Les paroles de Michaël faisaient encore vibrer mon cœur tant elles m'avaient rendu à la fois heureux et triste. Cependant, tous les récents événements tragiques survenus dans ma vie s'étaient accumulés au point de saturer mon esprit. Je ne savais plus quoi ressentir, pour quoi être enthousiaste ou pour quoi pleurer. J'avais seulement conscience que nous étions encore en danger et que je devais faire quelque chose. Pourtant, lorsque je sortis de ma chambre après m'être changé, je ne pus empêcher mon regard de s'arrêter sur le bout du couloir où j'imaginais la silhouette de Michaël. Alors, mes doutes quant aux desseins de Dieu revinrent, naturels.

— Pourquoi le ramener vers moi ? murmurai-je. Tu vas me le laisser ou me le prendre comme tu m'as pris David ?

Bien sûr, je n'obtins aucune réponse. J'activai mon pouvoir divin, faible lueur bleutée presque éteinte, signe que mon questionnement bridait encore ma foi. Si Donna avait rallumé l'étincelle, c'était à moi d'en faire un nouveau brasier.

Je soufflai de dépit avant de descendre au salon où Donna et Dylan mangeaient un bout en compagnie d'Aprilia. Le jeune couple voulait rester avec moi ici mais je le convaincs que passer une journée entière enfermé entre quatre murs n'était pas ce qu'il lui fallait. Mes deux amis devaient aller en cours pour se changer les idées et non les ruminer. Ils devaient continuer à vivre d'autant plus qu'avec un peu de chance, j'aurais des nouvelles à leur donner à leur retour. C'était du moins ce que j'espérais. Dylan et Donna adoptèrent mon idée puis finirent par quitter à leur tour mon appartement.

— Qu'est-ce qu'on fait ? demanda aussitôt Aprilia.

— J'attends un mail de la part d'un de mes contacts à la mairie, l'informai-je.

— Et en attendant ?

— On reprend tout depuis le début.

En commençant par les rares certitudes que j'avais dans cette affaire. Je savais que le nécromancien était une femme, et qu'elle n'était pas possédée par un démon mais accompagnée d'une personne possédée. Ce qui expliquait la simultanéité des attaques de zombies et des meurtres rituels. Il paraissait évident que la nécromancienne voulait anéantir tous mes soutiens, d'où l'attaque contre Donna, Dylan et Michaël. Il semblait logique qu'elle le fasse sur ordre du démon.

Mon intuition me disait que ce dernier préparait quelque chose de très important, raison pour laquelle il voulait à tout prix me priver d'aide, ceci afin que je ne puisse rien contre lui au moment fatidique.

Il y avait aussi Ukobach, le démon que j'avais échoué à exorciser qui se promenait en liberté dans le corps du petit Noa.
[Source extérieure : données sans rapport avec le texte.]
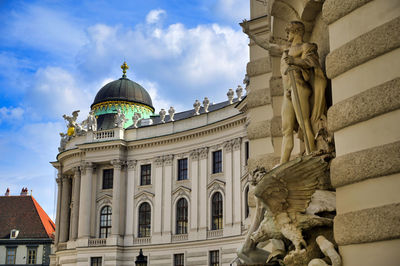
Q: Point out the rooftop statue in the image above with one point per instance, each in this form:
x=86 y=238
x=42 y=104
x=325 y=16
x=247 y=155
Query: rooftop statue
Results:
x=304 y=83
x=171 y=113
x=90 y=122
x=120 y=119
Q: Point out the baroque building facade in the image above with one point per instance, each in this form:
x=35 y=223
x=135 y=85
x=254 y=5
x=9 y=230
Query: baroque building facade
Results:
x=172 y=185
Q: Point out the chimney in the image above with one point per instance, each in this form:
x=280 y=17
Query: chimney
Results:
x=24 y=192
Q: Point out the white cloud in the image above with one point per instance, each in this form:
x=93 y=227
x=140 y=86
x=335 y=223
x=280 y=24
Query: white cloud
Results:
x=11 y=114
x=155 y=15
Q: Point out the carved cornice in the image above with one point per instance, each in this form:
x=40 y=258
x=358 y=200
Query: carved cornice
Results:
x=228 y=146
x=117 y=164
x=236 y=143
x=203 y=153
x=194 y=155
x=168 y=159
x=131 y=164
x=192 y=134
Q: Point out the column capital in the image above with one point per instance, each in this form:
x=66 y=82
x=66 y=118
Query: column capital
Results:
x=168 y=159
x=76 y=171
x=117 y=163
x=131 y=164
x=228 y=145
x=236 y=143
x=86 y=166
x=203 y=153
x=194 y=155
x=158 y=161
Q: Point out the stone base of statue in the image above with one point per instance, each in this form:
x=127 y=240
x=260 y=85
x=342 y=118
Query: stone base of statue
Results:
x=297 y=209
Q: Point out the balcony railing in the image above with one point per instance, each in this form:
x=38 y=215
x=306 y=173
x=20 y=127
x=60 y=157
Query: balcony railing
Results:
x=215 y=233
x=180 y=237
x=142 y=240
x=61 y=246
x=97 y=242
x=108 y=134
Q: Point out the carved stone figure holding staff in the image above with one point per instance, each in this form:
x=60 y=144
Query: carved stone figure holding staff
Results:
x=304 y=86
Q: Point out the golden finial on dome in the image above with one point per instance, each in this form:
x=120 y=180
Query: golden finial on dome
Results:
x=124 y=67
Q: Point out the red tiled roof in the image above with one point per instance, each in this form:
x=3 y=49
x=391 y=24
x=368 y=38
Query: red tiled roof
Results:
x=24 y=214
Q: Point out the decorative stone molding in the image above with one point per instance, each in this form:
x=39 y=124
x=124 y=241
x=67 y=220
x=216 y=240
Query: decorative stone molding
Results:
x=228 y=146
x=234 y=122
x=333 y=10
x=361 y=165
x=236 y=143
x=366 y=105
x=370 y=45
x=131 y=164
x=258 y=67
x=216 y=185
x=203 y=153
x=159 y=161
x=258 y=97
x=168 y=159
x=117 y=164
x=257 y=130
x=194 y=155
x=86 y=166
x=276 y=86
x=383 y=224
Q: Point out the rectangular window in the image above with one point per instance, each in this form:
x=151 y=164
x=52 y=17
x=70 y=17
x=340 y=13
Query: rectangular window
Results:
x=214 y=258
x=179 y=260
x=95 y=261
x=182 y=169
x=31 y=258
x=10 y=255
x=108 y=178
x=247 y=152
x=145 y=174
x=217 y=161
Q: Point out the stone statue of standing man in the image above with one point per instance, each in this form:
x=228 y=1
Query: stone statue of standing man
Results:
x=305 y=113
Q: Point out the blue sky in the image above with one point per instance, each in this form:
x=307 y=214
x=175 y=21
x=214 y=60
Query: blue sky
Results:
x=56 y=55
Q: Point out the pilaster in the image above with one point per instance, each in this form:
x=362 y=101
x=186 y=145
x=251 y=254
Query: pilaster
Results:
x=158 y=205
x=167 y=202
x=227 y=166
x=130 y=191
x=194 y=175
x=65 y=205
x=116 y=202
x=85 y=202
x=203 y=200
x=75 y=204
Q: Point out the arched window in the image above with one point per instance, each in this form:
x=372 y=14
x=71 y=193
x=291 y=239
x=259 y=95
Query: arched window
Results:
x=246 y=202
x=105 y=221
x=181 y=216
x=216 y=211
x=144 y=220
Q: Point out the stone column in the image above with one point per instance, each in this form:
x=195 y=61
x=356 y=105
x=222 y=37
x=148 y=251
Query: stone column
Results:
x=75 y=205
x=115 y=222
x=65 y=208
x=203 y=197
x=227 y=164
x=58 y=215
x=363 y=65
x=85 y=203
x=237 y=199
x=194 y=175
x=130 y=191
x=167 y=202
x=158 y=205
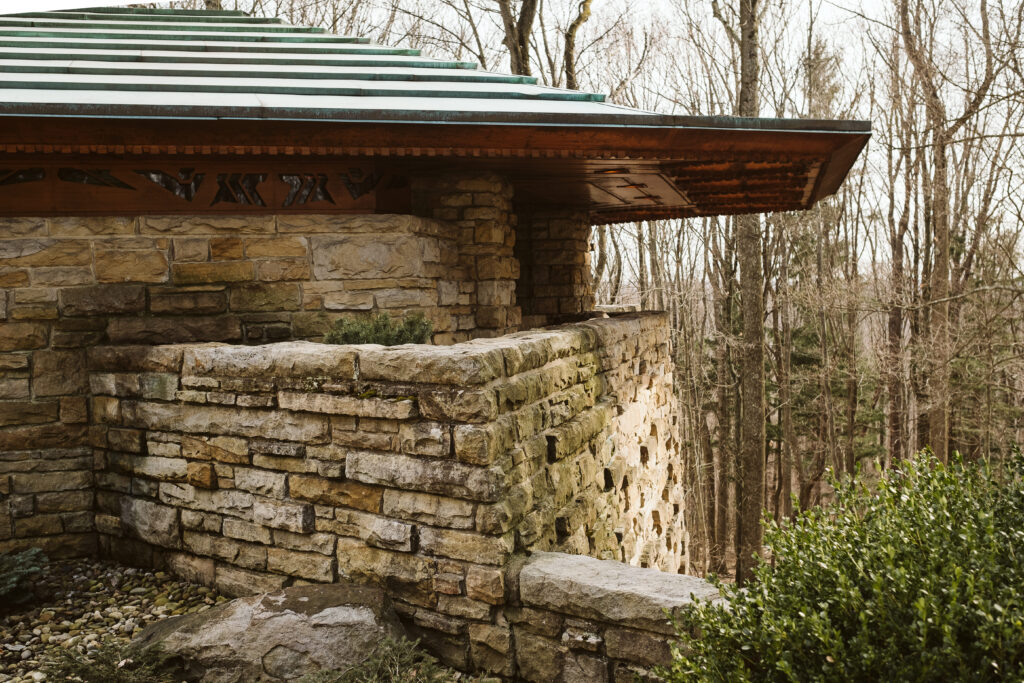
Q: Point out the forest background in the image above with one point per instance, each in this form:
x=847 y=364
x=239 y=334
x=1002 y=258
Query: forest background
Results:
x=886 y=319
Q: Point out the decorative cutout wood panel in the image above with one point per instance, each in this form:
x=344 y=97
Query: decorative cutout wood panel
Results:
x=207 y=187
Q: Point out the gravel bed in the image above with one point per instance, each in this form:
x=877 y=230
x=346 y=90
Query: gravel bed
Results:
x=82 y=603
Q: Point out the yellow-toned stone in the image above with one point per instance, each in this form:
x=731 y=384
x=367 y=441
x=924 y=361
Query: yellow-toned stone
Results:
x=202 y=273
x=114 y=265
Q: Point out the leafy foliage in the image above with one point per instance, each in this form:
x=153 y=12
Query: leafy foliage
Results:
x=919 y=577
x=111 y=663
x=15 y=569
x=391 y=662
x=380 y=329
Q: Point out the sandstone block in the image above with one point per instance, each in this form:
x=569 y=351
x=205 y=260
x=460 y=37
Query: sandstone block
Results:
x=485 y=585
x=17 y=336
x=202 y=475
x=382 y=255
x=237 y=582
x=428 y=509
x=294 y=359
x=464 y=546
x=390 y=535
x=67 y=501
x=102 y=299
x=260 y=481
x=173 y=330
x=425 y=438
x=226 y=421
x=27 y=413
x=45 y=252
x=280 y=636
x=13 y=389
x=342 y=494
x=641 y=647
x=151 y=522
x=307 y=565
x=608 y=591
x=220 y=271
x=243 y=530
x=58 y=373
x=115 y=265
x=433 y=476
x=192 y=568
x=165 y=469
x=265 y=296
x=289 y=516
x=334 y=404
x=187 y=301
x=33 y=482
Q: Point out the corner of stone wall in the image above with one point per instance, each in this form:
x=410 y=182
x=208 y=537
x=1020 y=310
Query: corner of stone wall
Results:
x=553 y=248
x=479 y=206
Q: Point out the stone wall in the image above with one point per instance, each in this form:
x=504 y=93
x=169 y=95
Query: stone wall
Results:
x=577 y=620
x=70 y=284
x=424 y=468
x=553 y=248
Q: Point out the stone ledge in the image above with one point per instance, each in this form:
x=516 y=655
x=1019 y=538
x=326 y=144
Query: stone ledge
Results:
x=607 y=591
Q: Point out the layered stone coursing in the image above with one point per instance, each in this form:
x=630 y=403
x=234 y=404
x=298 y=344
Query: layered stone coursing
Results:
x=553 y=248
x=70 y=284
x=422 y=468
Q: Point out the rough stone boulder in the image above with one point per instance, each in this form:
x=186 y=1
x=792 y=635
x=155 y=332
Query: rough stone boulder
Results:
x=276 y=636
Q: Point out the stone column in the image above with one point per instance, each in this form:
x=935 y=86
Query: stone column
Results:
x=553 y=250
x=478 y=206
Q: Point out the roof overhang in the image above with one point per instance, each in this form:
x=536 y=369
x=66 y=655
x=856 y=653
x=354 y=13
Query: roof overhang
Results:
x=619 y=168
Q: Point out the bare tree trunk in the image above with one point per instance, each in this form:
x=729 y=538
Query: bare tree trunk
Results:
x=518 y=30
x=569 y=54
x=750 y=479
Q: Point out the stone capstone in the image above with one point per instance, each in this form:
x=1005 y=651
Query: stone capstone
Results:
x=278 y=636
x=608 y=591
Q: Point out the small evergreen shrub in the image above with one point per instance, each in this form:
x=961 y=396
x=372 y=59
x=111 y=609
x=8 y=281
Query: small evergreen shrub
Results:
x=15 y=569
x=111 y=663
x=919 y=577
x=391 y=662
x=380 y=329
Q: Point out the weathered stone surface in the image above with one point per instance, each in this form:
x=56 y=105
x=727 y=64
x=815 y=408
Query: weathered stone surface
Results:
x=102 y=299
x=296 y=517
x=278 y=636
x=205 y=273
x=286 y=358
x=334 y=404
x=428 y=509
x=151 y=522
x=173 y=330
x=386 y=255
x=260 y=481
x=608 y=591
x=432 y=476
x=434 y=365
x=227 y=421
x=343 y=494
x=17 y=336
x=464 y=546
x=312 y=566
x=637 y=646
x=115 y=265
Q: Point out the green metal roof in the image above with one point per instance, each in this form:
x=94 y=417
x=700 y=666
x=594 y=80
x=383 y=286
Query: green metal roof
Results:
x=224 y=65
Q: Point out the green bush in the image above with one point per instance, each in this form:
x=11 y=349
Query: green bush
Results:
x=15 y=569
x=380 y=329
x=391 y=662
x=111 y=663
x=919 y=577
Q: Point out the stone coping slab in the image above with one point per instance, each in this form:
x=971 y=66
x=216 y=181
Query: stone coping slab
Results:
x=468 y=364
x=608 y=591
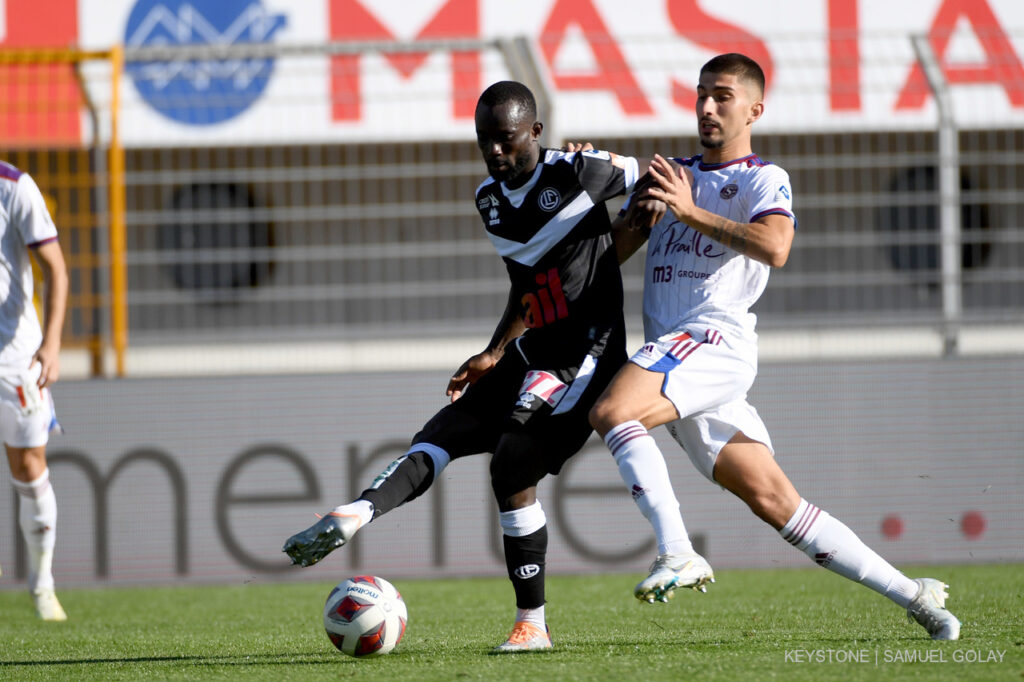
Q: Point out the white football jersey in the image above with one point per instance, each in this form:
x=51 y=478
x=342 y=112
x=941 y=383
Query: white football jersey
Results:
x=693 y=280
x=25 y=221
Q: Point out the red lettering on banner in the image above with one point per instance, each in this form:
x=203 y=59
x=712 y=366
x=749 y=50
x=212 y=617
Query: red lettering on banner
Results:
x=350 y=20
x=40 y=102
x=1001 y=65
x=612 y=73
x=692 y=23
x=844 y=56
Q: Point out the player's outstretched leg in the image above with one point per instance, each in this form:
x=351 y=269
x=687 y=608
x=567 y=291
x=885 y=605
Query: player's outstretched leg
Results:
x=524 y=535
x=929 y=608
x=327 y=535
x=404 y=479
x=671 y=571
x=38 y=516
x=642 y=468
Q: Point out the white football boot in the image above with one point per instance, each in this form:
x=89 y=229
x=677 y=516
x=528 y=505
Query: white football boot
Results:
x=929 y=608
x=327 y=535
x=525 y=637
x=47 y=605
x=671 y=571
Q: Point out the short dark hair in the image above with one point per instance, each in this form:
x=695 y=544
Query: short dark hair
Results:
x=507 y=92
x=740 y=66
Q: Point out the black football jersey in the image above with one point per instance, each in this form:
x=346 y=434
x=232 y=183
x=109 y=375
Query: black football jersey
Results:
x=555 y=238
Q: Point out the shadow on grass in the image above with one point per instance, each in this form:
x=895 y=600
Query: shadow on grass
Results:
x=249 y=659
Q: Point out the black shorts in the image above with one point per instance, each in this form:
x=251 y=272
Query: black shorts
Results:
x=551 y=405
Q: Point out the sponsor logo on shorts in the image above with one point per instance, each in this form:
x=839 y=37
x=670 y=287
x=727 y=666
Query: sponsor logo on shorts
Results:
x=526 y=571
x=525 y=400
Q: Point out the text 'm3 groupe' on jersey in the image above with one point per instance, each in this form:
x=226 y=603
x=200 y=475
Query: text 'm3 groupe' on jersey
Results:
x=691 y=279
x=558 y=251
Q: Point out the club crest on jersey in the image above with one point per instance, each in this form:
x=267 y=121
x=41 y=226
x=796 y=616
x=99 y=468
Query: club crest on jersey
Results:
x=526 y=571
x=488 y=202
x=549 y=200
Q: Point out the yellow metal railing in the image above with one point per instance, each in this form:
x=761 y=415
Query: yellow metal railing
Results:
x=97 y=316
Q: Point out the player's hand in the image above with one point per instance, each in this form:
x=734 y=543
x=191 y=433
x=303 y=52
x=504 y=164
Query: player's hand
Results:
x=673 y=184
x=644 y=211
x=49 y=365
x=471 y=370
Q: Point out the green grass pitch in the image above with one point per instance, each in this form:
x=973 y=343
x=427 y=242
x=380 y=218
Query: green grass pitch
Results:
x=786 y=625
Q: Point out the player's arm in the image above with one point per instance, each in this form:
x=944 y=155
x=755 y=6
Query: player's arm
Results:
x=767 y=240
x=509 y=327
x=50 y=259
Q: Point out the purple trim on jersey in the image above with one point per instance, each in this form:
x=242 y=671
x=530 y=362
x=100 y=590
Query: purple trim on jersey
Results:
x=8 y=172
x=751 y=160
x=688 y=161
x=776 y=211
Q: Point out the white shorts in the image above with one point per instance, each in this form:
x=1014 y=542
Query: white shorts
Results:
x=707 y=376
x=20 y=427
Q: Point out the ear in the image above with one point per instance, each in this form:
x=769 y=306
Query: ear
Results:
x=757 y=109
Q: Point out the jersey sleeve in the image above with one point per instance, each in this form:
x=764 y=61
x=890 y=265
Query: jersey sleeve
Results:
x=604 y=175
x=770 y=193
x=30 y=215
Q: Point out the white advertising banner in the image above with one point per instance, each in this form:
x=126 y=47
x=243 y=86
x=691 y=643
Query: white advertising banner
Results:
x=612 y=68
x=203 y=479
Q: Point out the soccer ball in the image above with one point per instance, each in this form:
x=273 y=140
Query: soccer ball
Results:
x=365 y=616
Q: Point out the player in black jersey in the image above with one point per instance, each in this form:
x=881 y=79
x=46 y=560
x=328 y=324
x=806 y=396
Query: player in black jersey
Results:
x=525 y=397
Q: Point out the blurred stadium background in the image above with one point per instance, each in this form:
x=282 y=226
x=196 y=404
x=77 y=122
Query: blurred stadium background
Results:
x=266 y=208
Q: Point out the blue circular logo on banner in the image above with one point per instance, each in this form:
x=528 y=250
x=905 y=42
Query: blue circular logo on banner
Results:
x=201 y=92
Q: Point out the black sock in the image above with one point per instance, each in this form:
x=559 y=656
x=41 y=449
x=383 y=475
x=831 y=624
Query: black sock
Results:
x=409 y=480
x=524 y=559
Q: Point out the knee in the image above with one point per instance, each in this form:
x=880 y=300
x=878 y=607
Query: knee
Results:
x=29 y=465
x=769 y=505
x=605 y=415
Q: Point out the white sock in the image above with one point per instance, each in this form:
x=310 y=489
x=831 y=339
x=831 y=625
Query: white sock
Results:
x=531 y=615
x=38 y=518
x=361 y=508
x=521 y=522
x=642 y=467
x=832 y=545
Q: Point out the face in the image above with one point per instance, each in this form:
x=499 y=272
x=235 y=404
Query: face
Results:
x=509 y=140
x=726 y=107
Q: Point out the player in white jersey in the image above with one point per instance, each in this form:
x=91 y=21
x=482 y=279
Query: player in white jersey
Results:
x=29 y=364
x=728 y=220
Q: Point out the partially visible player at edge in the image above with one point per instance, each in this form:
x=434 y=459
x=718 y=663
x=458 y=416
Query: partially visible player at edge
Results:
x=526 y=396
x=30 y=363
x=729 y=220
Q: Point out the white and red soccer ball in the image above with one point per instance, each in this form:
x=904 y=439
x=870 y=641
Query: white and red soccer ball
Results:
x=365 y=616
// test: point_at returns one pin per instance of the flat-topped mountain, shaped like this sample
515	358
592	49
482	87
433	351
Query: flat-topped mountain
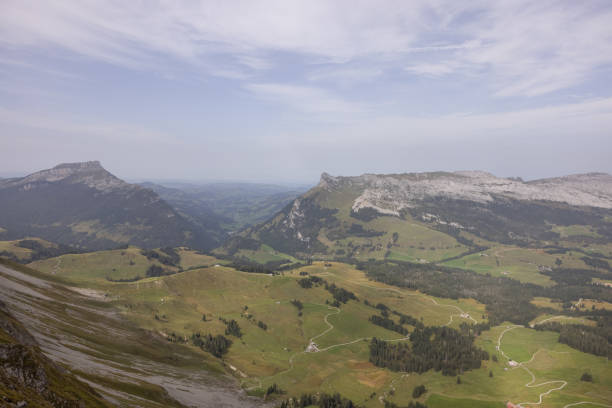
83	205
349	216
91	174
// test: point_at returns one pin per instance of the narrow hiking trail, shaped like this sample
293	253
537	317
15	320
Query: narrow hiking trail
523	365
336	311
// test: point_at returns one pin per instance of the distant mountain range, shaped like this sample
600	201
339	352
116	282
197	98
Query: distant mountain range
350	216
230	206
83	205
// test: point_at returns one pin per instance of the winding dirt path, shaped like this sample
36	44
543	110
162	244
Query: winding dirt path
336	311
530	384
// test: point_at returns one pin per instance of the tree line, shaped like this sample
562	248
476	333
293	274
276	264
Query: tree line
438	348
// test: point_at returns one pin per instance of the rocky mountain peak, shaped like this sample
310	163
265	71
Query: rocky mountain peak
389	194
90	173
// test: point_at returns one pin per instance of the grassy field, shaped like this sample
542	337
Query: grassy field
22	254
517	263
174	306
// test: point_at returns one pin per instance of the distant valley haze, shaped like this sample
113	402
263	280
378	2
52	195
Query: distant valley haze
264	93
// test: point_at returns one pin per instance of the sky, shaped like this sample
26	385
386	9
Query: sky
281	91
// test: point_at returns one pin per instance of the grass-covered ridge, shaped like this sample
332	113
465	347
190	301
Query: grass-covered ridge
203	300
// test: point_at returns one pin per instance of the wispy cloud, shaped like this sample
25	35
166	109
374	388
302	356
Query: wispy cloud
304	98
520	48
434	70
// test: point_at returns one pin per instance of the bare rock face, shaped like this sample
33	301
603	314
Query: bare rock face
85	206
91	174
389	194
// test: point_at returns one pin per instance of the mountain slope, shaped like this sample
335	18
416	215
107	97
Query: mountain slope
232	206
29	378
83	205
433	216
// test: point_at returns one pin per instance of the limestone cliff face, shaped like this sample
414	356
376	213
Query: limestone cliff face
91	174
389	194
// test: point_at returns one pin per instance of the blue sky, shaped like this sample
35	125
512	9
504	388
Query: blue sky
282	91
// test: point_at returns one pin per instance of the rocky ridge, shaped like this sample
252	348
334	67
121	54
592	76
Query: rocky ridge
91	174
389	194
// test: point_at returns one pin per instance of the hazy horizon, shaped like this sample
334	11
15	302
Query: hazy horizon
279	92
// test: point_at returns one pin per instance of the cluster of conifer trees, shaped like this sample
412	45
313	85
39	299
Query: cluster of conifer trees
439	348
340	295
318	400
216	345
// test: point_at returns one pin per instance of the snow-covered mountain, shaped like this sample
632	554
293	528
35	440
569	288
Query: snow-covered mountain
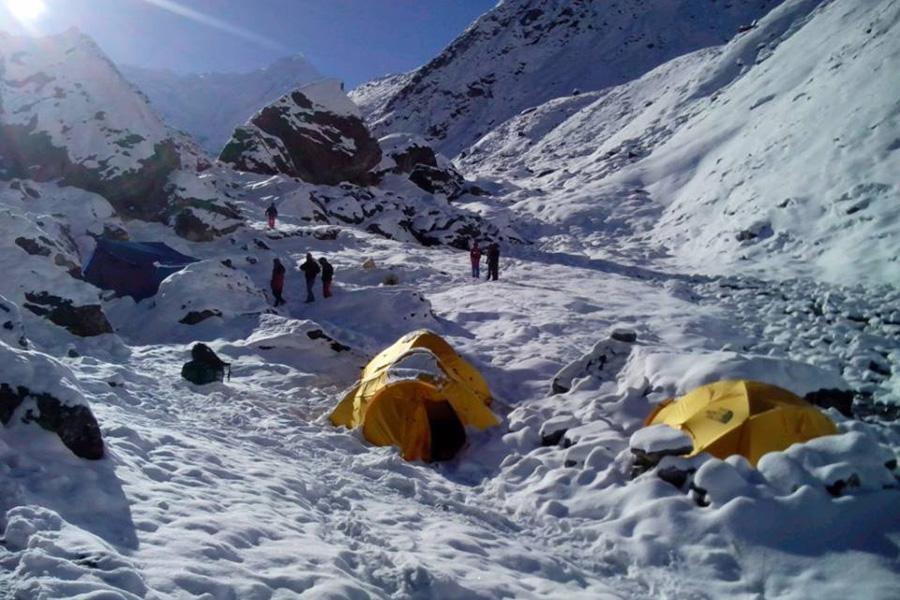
777	151
526	52
68	116
119	478
209	106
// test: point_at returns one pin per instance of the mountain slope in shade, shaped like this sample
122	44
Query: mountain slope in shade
209	106
776	151
526	52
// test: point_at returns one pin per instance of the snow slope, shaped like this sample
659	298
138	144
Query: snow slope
209	106
243	489
67	115
526	52
777	151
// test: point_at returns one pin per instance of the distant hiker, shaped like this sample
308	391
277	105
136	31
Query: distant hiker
327	276
272	214
310	269
475	257
278	282
493	255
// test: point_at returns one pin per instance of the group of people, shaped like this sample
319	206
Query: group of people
493	260
311	269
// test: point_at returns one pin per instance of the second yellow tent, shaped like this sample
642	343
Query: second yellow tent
743	417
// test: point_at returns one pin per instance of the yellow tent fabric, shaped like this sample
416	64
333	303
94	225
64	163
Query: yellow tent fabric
743	417
404	410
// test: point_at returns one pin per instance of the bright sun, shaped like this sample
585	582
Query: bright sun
26	10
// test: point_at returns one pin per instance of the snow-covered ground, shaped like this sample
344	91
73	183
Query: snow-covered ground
244	490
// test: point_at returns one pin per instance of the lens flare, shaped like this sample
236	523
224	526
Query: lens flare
215	23
26	10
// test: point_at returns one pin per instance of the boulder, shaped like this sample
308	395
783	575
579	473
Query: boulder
12	331
84	321
650	445
314	133
34	388
411	155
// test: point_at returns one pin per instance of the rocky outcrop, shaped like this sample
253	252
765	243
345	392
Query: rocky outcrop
526	52
46	394
84	321
412	156
12	331
314	134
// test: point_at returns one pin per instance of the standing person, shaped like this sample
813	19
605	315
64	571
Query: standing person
278	282
327	276
493	260
475	257
310	269
272	214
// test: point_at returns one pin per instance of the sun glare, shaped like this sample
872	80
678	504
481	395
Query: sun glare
26	10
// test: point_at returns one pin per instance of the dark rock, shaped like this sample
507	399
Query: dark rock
412	156
318	334
754	232
190	227
438	181
75	425
842	400
83	321
837	488
32	247
554	438
308	143
624	335
201	373
194	317
12	330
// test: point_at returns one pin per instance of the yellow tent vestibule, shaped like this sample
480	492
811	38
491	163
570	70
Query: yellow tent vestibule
419	395
742	417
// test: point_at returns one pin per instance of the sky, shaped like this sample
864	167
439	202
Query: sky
354	40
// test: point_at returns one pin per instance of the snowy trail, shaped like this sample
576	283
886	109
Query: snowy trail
244	490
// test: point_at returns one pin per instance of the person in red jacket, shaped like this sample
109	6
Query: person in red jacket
475	257
278	282
271	215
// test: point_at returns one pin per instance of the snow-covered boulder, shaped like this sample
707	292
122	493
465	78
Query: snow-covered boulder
47	232
410	216
602	363
36	389
206	290
314	133
411	155
302	344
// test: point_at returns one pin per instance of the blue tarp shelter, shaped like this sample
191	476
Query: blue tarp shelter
133	268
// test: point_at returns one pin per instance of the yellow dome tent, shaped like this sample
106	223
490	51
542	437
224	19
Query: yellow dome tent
418	394
742	417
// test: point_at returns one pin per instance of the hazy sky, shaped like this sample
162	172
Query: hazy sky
355	40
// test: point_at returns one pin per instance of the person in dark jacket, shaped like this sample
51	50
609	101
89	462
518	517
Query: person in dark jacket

D'après ses dires, il faisait partie d'un plan impliquant au moins deux démons. La manifestation d'Ukobach servait-elle son propre plan ou était-elle liée à ceux de mon tueur en série ?

Cette pensée me fit prendre conscience qu'avec les derniers événements, je n'avais pas pensé à prendre des nouvelles des membres de l'Ordre, oubli que je réparai sur l'instant en appelant l'Archevêque. J'appris ainsi qu'aucun Hospitalier ne manquait à l'appel et que tous étaient en sécurité. Du moins pour l'instant. Ce fut donc un peu soulagé que je raccrochai lorsqu'on frappa à la porte de mon appartement. Je me serais attendu à beaucoup de choses en ouvrant le battant, mais certainement pas à trouver sur mon seuil le lieutenant Kanaté.